Znikła kolejna ślepa ściana starej kamienicy. Tym razem grafika jest nie tylko ozdobą.
Później przyszła moda na murale. Trudno powiedzieć, ile jest ich na Woli, ale można odnieść wrażenie, że zaczyna grozić nam przesyt. Zwłaszcza że wybierane projekty nie tylko nie porządkują krajobrazu, ale wręcz powiększają bałagan.
Jeszcze jeden
W grudniu Zakład Gospodarowania Nieruchomościami ogłosił konkurs na mural dla kamienicy stojącej w jednym z najbardziej ruchliwych miejsc dzielnicy, przy skrzyżowaniu Żelaznej z al. "Solidarności". Zgłaszane projekty miały: zawierać treści nawiązujące do hasła "Moda na Wolę", prezentować wysokie walory artystyczne, wzbudzać pozytywne odczucia i wpisywać się w przestrzeń. Spośród 32 propozycji wybrano projekt Igora "Aqualoopy" Chołdy, wyróżniający się mocnymi kolorami.
- Za inspirację posłużyły mi skojarzenia związane z życiem ulicznym i dźwiękami dzielnicy, które znam jeszcze z dzieciństwa: zielony skwer na skrzyżowaniu al. "Solidarności" i Towarowej, gdzie stawały kiedyś cyrk i wesołe miasteczko, turkot tramwajów, bazary, Muzeum Kolejnictwa, w którym spędzałem dużo czasu - mówi artysta.
Woleli zieleń
- Dobrze, że burmistrz stara się poprawić estetykę naszej dzielnicy - napisali wolscy aktywiści stowarzyszenia Miasto Jest Nasze. - Chcielibyśmy jednak zaproponować, aby urząd dzielnicy rozważył tworzenie na wolnych ścianach, tam gdzie to jest możliwe, ogrodów wertykalnych.

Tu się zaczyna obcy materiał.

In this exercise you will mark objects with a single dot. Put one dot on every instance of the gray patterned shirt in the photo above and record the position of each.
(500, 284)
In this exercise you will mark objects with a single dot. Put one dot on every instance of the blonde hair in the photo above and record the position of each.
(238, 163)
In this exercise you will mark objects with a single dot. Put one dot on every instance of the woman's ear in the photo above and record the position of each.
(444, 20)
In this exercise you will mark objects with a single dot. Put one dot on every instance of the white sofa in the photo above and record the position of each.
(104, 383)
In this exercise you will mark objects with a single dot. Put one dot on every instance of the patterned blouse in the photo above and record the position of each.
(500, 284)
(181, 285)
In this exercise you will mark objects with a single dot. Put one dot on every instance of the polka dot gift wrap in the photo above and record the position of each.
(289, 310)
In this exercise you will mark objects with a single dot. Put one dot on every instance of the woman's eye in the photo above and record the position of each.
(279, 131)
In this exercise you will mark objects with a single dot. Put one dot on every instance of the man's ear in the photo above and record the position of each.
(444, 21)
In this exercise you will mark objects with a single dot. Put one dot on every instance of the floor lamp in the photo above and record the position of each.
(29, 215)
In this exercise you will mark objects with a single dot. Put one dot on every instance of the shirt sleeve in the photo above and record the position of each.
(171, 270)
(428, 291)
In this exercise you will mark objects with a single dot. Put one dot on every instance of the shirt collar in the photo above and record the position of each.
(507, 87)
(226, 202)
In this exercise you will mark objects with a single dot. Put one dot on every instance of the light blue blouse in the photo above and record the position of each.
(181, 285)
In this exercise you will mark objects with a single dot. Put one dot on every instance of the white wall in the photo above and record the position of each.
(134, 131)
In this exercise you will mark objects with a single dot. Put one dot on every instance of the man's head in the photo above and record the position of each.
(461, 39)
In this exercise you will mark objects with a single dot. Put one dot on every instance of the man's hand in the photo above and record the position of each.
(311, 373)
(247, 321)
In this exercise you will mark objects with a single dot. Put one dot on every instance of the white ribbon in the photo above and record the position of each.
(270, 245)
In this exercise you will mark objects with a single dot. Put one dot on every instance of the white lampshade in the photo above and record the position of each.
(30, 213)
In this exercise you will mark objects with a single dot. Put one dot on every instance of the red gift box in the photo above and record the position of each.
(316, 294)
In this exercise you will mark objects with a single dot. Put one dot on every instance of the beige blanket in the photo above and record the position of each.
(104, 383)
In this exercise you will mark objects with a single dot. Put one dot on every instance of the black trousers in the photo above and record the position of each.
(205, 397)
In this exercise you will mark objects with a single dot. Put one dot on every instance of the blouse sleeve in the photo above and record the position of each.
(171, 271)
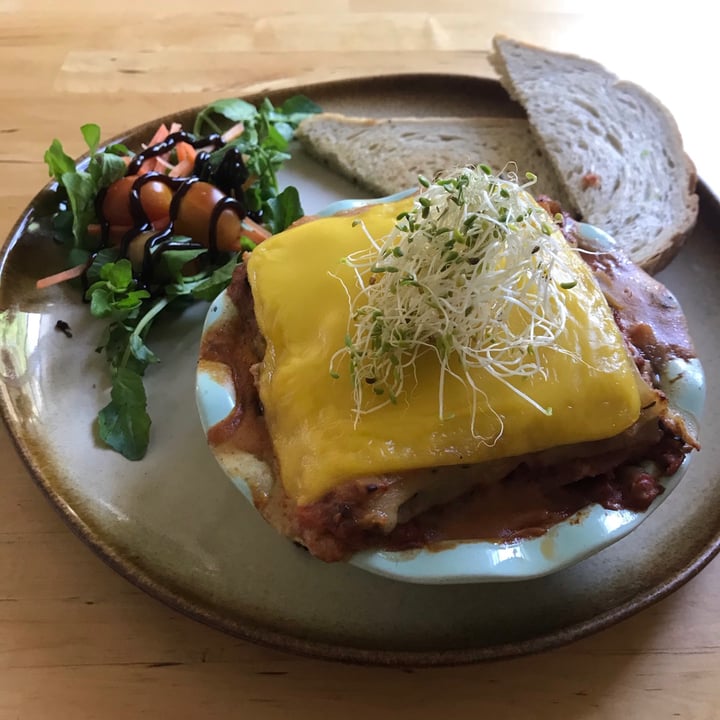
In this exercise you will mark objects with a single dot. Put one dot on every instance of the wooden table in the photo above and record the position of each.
(77, 640)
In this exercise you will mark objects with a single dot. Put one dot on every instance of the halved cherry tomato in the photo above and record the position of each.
(155, 198)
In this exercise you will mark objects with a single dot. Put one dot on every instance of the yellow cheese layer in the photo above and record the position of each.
(302, 310)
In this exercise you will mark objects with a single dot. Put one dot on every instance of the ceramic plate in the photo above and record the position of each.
(175, 525)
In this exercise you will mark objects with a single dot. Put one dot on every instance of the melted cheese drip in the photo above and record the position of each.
(302, 311)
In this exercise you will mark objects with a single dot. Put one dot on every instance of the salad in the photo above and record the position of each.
(165, 226)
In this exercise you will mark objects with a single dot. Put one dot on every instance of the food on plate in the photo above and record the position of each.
(164, 225)
(607, 150)
(617, 149)
(386, 155)
(445, 368)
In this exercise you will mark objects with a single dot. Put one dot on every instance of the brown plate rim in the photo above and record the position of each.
(253, 632)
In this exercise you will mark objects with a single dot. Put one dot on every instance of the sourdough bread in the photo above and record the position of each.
(385, 156)
(615, 146)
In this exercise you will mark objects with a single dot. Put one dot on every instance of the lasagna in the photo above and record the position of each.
(464, 451)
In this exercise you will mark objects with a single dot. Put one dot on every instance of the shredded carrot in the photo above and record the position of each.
(57, 278)
(233, 132)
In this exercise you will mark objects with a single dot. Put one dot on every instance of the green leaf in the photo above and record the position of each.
(81, 190)
(141, 351)
(124, 423)
(91, 134)
(57, 161)
(105, 169)
(170, 263)
(283, 210)
(233, 109)
(100, 301)
(217, 282)
(118, 275)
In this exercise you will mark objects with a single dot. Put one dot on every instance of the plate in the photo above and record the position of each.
(177, 527)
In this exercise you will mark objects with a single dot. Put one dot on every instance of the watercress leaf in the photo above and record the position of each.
(141, 351)
(105, 169)
(170, 264)
(91, 135)
(210, 288)
(131, 301)
(57, 161)
(100, 301)
(102, 257)
(283, 210)
(124, 423)
(114, 342)
(81, 192)
(118, 275)
(62, 225)
(233, 109)
(297, 108)
(278, 136)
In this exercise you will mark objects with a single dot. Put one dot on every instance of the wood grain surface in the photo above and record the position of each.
(77, 640)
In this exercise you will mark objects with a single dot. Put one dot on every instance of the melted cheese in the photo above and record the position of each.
(302, 311)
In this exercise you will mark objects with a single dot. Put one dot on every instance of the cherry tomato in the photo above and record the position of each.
(195, 212)
(155, 197)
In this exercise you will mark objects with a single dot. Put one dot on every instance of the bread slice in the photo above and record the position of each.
(385, 156)
(615, 146)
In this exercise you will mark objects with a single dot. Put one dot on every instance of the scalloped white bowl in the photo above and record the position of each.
(583, 534)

Ogrody takie urządza się na specjalnych kratownicach, przymocowywanych do ścian i wyposażonych w donice oraz system doprowadzania wody. W rezultacie dają one wrażenie zielonych ścian, w całości pokrytych roślinami. W Polsce moda na ogrody wertykalne dopiero raczkuje. Gdyby ZGN zdecydował się urządzić taki na rogu Żelaznej i al. "Solidarności", prawdopodobnie byłby to projekt pionierski w skali kraju. Jest jednak pewien szkopuł: jej ślepa ściana jest po północnej stronie, a więc dokładnie tam, gdzie rośliny miałyby najmniejsze szanse na przetrwanie.
(dg)
.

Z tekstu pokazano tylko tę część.